Il ritmo incessante delle turbolenze globali suona come un tamburo di guerra, con i recenti attacchi di Israele e le voci di potenziali conflitti globali in aumento.
Eppure, stranamente, i mercati finanziari sembrano ballare su un ritmo diverso, mostrando una resilienza impressionante. Immergiamoci in questo intrigante contrasto e capiamo perché i mercati sembrano procedere imperturbabili in mezzo alle crescenti tensioni internazionali.
Il buffer storico
Quando si guarda ai mercati all’indomani dell’attacco di Hamas contro Israele del 7 ottobre, non si batte ciglio. In particolare, l’indice S&P 500, l’indice di riferimento degli Stati Uniti, ha mostrato una scarsa reazione.
Anche le arene finanziarie vicine all’epicentro, come i mercati azionari in Egitto, Arabia Saudita e nei paesi del Golfo, hanno registrato solo lievi arretramenti. Le obbligazioni non hanno vissuto una folle corsa verso la sicurezza, e i prezzi del petrolio mantengono un ritmo costante.
La storia fornisce un indizio su questo fenomeno. Ricordiamo le conseguenze dell’11 settembre, una giornata orribile che ha scosso il cuore degli Stati Uniti e ha tracciato paralleli con la recente situazione in Israele.
Dopo gli attacchi terroristici, l’indice S&P 500 è crollato del 12%. Tuttavia, questa discesa è stata di breve durata, con l’indice che ha recuperato le sue perdite entro un mese.
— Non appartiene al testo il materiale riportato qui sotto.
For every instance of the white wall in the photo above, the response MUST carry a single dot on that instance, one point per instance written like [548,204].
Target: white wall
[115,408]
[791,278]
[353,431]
Inoltre, risalire a diversi decenni rivela una tendenza simile. Dal conflitto coreano del 1950 al primo attentato al World Trade Center del 1993, il calo medio dell’indice S&P 500 durante le principali crisi geopolitiche è pari a circa il 4%.
E nel giro di un mese, la ripresa è solitamente in pieno svolgimento. Più della metà di questi sconvolgimenti hanno radici in Medio Oriente. E in ogni caso, dopo l’iniziale svendita reazionaria, i mercati si riprendono con alacrità.
Psicologia del mercato: collettivo vs. individuale
Gli esseri umani hanno la tendenza ad amplificare la gravità della crisi attuale. Per molti, il qui e ora sembra sempre più pericoloso, più intenso e più imprevedibile del passato. Tuttavia, ciò non si traduce necessariamente in un comportamento collettivo del mercato.
I mercati hanno memoria. Vasto ed esteso. Hanno assistito a guerre, recessioni e sconvolgimenti politici. E più e più volte hanno imparato che queste scaramucce geopolitiche, sebbene cruciali, spesso non sono così catastrofiche nel loro impatto a lungo termine come inizialmente percepito.
Il Medio Oriente oggi presenta davvero più rischi rispetto a qualsiasi delle sue precedenti grandi esplosioni? La Russia, nonostante i suoi inciampi in Ucraina, è davvero più minacciosa?
E l’indebolimento dell’economia cinese è davvero un segno della sua minaccia amplificata? Queste sono domande enormi e complesse. Ma la saggezza collettiva di milioni di operatori del mercato sembra essere più contenuta e meno reazionaria della psiche individuale.
Lezioni dalle leggende
Julian Robertson, lo stimato investitore, una volta ha sottolineato la natura sempre presente delle minacce terribili. Ha raccontato le discussioni con l’ex primo ministro britannico, Margaret Thatcher, sulla possibilità che l’Unione Sovietica dispieghi le sue armi nucleari.
Il succo? Le minacce esistenziali percepite spesso incombono, ma raramente si realizzano pienamente. I leader, nella maggior parte dei casi, sono costretti ad agire con giudizio per prevenire spirali di escalation.
I mercati finanziari sono tutt’altro che entità prive di emozioni. Tuttavia, la loro memoria collettiva e la loro saggezza, affinate nel corso di decenni, offrono una prospettiva relativamente equilibrata, soprattutto durante i periodi tumultuosi.
Il loro comportamento calmo in mezzo al caos globale non è un segno di ignoranza o indifferenza. Piuttosto, è un messaggio implicito che la peggiore delle nostre paure collettive, sebbene valida, potrebbe non necessariamente materializzarsi.
Il ritmo continua e, per ora, i mercati sembrano credere che il mondo continuerà a girare, non importa quanto turbolenta sia la situazione attuale.